Targeted imaging of esophageal adenocarcinoma with a near-infrared fluorescent peptide

Abstract

Abstract Background Targeted optical imaging offers a noninvasive and accurate method for the early detection of gastrointestinal tumors, especially for flat appearances. In our previous study, a sequence of SNFYMPL (SNF) was identified as a specific peptide to bind to esophageal carcinoma using phage-display technology. This study aimed to evaluate the tumor-targeting efficacy of Cy5.5-conjugated SNF probe for imaging of esophageal carcinoma in vitro and in vivo. Methods The SNF-Cy5.5 probe was synthesized and then identified using High Performance Liquid Chromatography (HPLC) and mass spectrometry (MS). Confocal fluorescence imaging and Flow cytometry analysis were performed to evaluate the binding specificity and the receptor binding affinity of SNF-Cy5.5 to OE33. In vivo imaging was performed to evaluate the targeting ability of SNF-Cy5.5 to esophageal carcinoma.

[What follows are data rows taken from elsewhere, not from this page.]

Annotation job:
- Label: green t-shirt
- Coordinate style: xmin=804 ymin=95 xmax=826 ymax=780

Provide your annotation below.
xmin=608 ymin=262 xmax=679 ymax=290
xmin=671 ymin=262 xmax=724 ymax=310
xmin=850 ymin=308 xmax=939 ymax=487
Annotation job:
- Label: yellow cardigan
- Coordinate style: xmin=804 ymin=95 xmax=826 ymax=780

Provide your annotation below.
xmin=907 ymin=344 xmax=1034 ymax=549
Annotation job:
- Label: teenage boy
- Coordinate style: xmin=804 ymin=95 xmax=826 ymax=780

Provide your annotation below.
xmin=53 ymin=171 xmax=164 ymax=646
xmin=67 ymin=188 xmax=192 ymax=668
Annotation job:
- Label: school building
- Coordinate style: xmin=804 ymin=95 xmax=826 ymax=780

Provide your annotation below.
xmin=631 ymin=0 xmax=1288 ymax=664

Results The confocal imaging and flow cytometry analysis showed that SNF-Cy5.5 bound specifically to the plasma membrane of OE33 cells with a high affinity. In vivo, for non-block group, SNF-Cy5.5 probe exhibited rapid OE33 tumor targeting during 24 h p.i. and excellent tumor-to-background contrast at 2 h p.i. For the block group, SNF-Cy5.5 was not observed in the mice after 4 h p.i. Ex vivo imaging also revealed that a higher fluorescent signal intensity value of the tumors was clearly observed in the non-block group than that in the block group (2.6 ± 0.32 × 109 vs. 0.8 ± 0.08 × 109, p < 0.05). Conclusions SNF-Cy5.5 was synthesized and characterized with a high efficiency and purity. The higher affinity, specificity, and tumor targeting efficacy of SNF-Cy5.5 were confirmed by in vitro and in vivo tests. SNF-Cy5.5 is a promising optical probe for the imaging of esophageal adenocarcinoma.